One-line summary: Union-Find (Disjoint Set Union, DSU) keeps a collection of disjoint sets and answers "are a and b in the same set?" by maintaining a forest of rooted trees in a single parent[] array. Find(x) walks to the root of x's tree; Union(a, b) links one root under the other. It is the canonical structure for dynamic connectivity.


Table of Contents

  1. Introduction
  2. Prerequisites
  3. Glossary
  4. Core Concepts
  5. Big-O Summary
  6. Real-World Analogies
  7. Pros & Cons
  8. Step-by-Step Walkthrough
  9. Code Examples
  10. Coding Patterns
  11. Error Handling
  12. Performance Tips
  13. Best Practices
  14. Edge Cases & Pitfalls
  15. Common Mistakes
  16. Cheat Sheet
  17. Visual Animation
  18. Summary
  19. Further Reading

Introduction

Union-Find, also called the Disjoint Set Union (DSU), is one of those rare data structures that is tiny to write — twenty lines — yet powers algorithms you use every day: building a minimum spanning tree (Kruskal's algorithm), detecting whether adding an edge creates a cycle, grouping pixels in image segmentation, modelling percolation in physics, and answering "are these two users in the same friend circle?".

The problem it solves is dynamic connectivity.

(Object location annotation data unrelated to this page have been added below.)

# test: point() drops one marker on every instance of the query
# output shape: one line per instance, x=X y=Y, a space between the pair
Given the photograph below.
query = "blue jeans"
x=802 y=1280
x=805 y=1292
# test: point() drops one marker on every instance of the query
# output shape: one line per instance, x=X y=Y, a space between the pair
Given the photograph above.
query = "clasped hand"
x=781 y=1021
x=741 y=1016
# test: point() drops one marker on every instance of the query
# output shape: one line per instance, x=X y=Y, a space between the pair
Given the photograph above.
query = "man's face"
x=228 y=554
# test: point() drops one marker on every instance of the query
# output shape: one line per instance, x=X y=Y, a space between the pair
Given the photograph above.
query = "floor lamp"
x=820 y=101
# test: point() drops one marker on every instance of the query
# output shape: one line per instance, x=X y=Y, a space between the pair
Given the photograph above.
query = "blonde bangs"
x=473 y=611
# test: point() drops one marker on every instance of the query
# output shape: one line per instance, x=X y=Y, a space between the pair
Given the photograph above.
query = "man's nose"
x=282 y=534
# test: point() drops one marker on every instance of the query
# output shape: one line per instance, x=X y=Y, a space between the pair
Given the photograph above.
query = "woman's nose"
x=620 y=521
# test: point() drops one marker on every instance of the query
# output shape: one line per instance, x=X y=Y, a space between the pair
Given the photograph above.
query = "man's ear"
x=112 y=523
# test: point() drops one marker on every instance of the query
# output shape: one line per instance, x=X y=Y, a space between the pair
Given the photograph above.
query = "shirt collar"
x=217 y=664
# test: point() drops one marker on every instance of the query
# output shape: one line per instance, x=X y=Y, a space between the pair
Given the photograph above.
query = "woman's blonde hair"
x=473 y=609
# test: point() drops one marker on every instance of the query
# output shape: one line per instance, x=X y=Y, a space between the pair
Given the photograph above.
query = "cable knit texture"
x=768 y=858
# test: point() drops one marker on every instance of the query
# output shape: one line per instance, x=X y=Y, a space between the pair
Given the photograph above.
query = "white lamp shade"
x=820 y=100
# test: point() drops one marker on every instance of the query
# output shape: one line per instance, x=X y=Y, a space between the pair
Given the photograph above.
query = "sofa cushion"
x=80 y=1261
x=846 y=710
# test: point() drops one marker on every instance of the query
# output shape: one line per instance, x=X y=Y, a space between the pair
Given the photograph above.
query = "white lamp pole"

You start with n separate elements, each in its own set. Over time two operations arrive in a stream:

  1. Union(a, b) — merge the set containing a with the set containing b.
  2. Find(x) (or Connected(a, b)) — ask which set x belongs to, so you can tell whether a and b are now connected.

You could answer each connectivity query by running BFS or DFS over a graph — but that is O(n + m) per query. Union-Find instead maintains the connectivity incrementally, so each operation is nearly constant time once optimized. That is its whole reason to exist: it beats re-running a graph search whenever connections are added one at a time and you must answer questions in between.

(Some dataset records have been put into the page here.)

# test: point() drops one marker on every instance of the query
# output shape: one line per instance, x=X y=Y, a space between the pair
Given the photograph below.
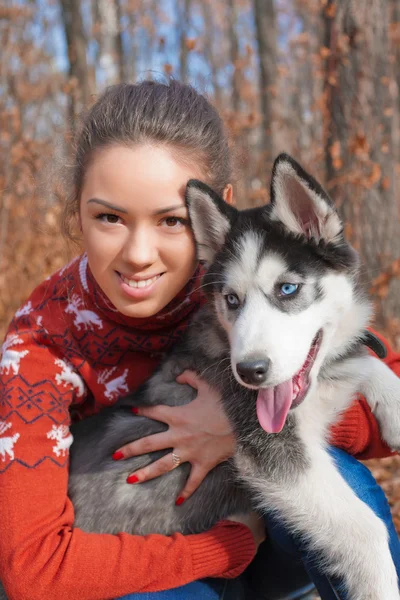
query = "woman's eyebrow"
x=123 y=210
x=107 y=205
x=169 y=209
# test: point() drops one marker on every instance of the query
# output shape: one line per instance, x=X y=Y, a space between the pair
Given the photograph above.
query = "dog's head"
x=282 y=281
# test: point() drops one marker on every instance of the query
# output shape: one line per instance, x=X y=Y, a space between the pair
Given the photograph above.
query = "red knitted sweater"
x=67 y=354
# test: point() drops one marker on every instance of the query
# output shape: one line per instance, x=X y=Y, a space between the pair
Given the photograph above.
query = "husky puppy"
x=281 y=339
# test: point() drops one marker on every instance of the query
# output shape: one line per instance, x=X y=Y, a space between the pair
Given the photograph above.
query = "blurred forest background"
x=319 y=79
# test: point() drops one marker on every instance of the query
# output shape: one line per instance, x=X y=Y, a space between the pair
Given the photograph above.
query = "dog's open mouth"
x=273 y=404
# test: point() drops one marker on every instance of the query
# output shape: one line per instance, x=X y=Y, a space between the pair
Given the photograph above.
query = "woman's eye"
x=232 y=301
x=174 y=222
x=288 y=289
x=108 y=218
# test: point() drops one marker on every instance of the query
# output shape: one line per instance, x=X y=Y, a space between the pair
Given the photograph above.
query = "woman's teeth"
x=139 y=284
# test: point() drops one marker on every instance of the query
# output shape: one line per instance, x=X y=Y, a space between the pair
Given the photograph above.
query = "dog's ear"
x=301 y=204
x=211 y=218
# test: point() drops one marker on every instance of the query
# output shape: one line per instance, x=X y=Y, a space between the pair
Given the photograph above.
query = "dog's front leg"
x=381 y=388
x=342 y=531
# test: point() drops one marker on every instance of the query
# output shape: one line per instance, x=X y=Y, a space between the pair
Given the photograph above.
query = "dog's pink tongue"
x=273 y=405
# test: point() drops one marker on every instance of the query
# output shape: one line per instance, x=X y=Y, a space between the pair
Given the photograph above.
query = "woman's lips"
x=138 y=288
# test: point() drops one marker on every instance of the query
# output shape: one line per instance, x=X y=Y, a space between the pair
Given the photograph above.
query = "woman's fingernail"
x=118 y=455
x=132 y=479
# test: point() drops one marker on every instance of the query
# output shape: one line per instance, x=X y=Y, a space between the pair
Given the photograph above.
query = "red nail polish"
x=132 y=479
x=118 y=455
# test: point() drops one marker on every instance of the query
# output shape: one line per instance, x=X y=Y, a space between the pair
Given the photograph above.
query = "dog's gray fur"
x=291 y=472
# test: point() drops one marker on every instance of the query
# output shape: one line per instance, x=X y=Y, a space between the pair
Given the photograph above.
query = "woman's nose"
x=140 y=248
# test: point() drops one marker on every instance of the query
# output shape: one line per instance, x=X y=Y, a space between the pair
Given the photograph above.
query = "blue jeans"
x=284 y=559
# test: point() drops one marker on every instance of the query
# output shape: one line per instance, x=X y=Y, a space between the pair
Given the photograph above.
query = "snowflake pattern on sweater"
x=68 y=353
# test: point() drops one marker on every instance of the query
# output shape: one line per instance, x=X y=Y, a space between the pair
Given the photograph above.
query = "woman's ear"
x=228 y=194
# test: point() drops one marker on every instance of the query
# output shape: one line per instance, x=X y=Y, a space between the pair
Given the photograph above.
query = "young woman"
x=96 y=329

The structure was studied by Galler and Fischer (1964) and analyzed to its famous near-constant bound by Robert Tarjan (1975). The key idea is deceptively simple: represent each set as a rooted tree, and identify the set by the root of that tree (its representative). To union two sets, you just point one root at the other. To find which set an element belongs to, you follow parent pointers up to the root.

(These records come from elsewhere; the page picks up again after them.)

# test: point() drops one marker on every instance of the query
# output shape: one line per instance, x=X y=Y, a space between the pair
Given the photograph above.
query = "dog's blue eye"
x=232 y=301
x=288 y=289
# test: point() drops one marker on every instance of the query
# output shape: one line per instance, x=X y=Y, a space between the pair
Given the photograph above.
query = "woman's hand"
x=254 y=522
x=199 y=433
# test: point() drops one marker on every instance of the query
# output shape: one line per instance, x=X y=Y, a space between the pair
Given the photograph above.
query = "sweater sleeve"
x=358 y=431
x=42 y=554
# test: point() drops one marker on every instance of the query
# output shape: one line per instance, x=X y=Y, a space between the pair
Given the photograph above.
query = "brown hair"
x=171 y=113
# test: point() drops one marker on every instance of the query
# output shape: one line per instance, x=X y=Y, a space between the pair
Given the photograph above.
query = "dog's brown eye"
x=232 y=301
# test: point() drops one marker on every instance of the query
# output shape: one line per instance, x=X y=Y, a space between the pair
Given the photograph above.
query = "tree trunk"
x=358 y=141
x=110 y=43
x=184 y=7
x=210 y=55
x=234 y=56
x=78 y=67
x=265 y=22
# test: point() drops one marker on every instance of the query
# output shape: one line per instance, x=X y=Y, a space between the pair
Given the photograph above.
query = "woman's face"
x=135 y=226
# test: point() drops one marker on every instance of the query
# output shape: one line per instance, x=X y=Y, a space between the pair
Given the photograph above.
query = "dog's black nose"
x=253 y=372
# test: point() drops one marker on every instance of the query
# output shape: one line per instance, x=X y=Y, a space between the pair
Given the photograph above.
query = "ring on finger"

This file covers the foundational structure only: the parent[] array, naive Find and Union, and why they work. Two crucial speedups — path compression and union by rank/size — get their own dedicated topics, 02-path-compression and 03-union-by-rank. Here we deliberately use the un-optimized version so you can see clearly what those optimizations later fix.


Prerequisites

Before you read this file you should be comfortable with:

  • Arrays and integer indexing — the whole structure lives in one int[].
  • Loops and while conditionsFind is a while loop walking to a root.
  • The idea of a tree and a root — each set is a rooted tree.
  • Basic graph vocabulary — vertices, edges, connected components.
  • Big-O notationO(1), O(log n), O(n).

Optional but helpful:

  • Having seen BFS/DFS connectivity at least once, so you appreciate why DSU is faster for incremental queries.
  • A first encounter with Kruskal's MST algorithm, which is the textbook customer of Union-Find.

Glossary

Term Meaning
Disjoint sets A partition of {0, …, n-1} into groups that never overlap. Every element is in exactly one set.
Disjoint Set Union (DSU) The data structure that maintains these sets under MakeSet, Find, and Union.
MakeSet(x) Create a new singleton set {x}. Usually done once for every element at initialization.
Find(x) Return the representative (root) of the set containing x.
Union(a, b) Merge the two sets containing a and b into one.
Connected(a, b) true if Find(a) == Find(b).
Representative / root The single canonical element that identifies a set. Two elements are in the same set iff they have the same representative.
parent[] The array that stores, for each element, the index of its parent in the forest. A root points to itself.
Forest The collection of rooted trees; one tree per set.
QuickFind A naive variant storing a flat label array (id[x] = set id). Find is O(1), but Union rewrites many labels in O(n).
QuickUnion The forest variant. Union links roots; Find walks to a root. This is the structure we build here.
Component / set count How many distinct sets currently exist. Starts at n, decreases by one on each effective union.
Path compression An optimization (separate topic) that flattens the tree during Find.
Union by rank / size An optimization (separate topic) that always links the smaller tree under the larger.

Core Concepts

1. The Disjoint-Set ADT

A disjoint-set structure supports exactly three operations:

MakeSet(x)   : create the singleton {x}
Find(x)      : return the representative of x's set
Union(a, b)  : merge the sets of a and b

A fourth, Connected(a, b), is just Find(a) == Find(b). The contract is:

  • After MakeSet(x), Find(x) == x.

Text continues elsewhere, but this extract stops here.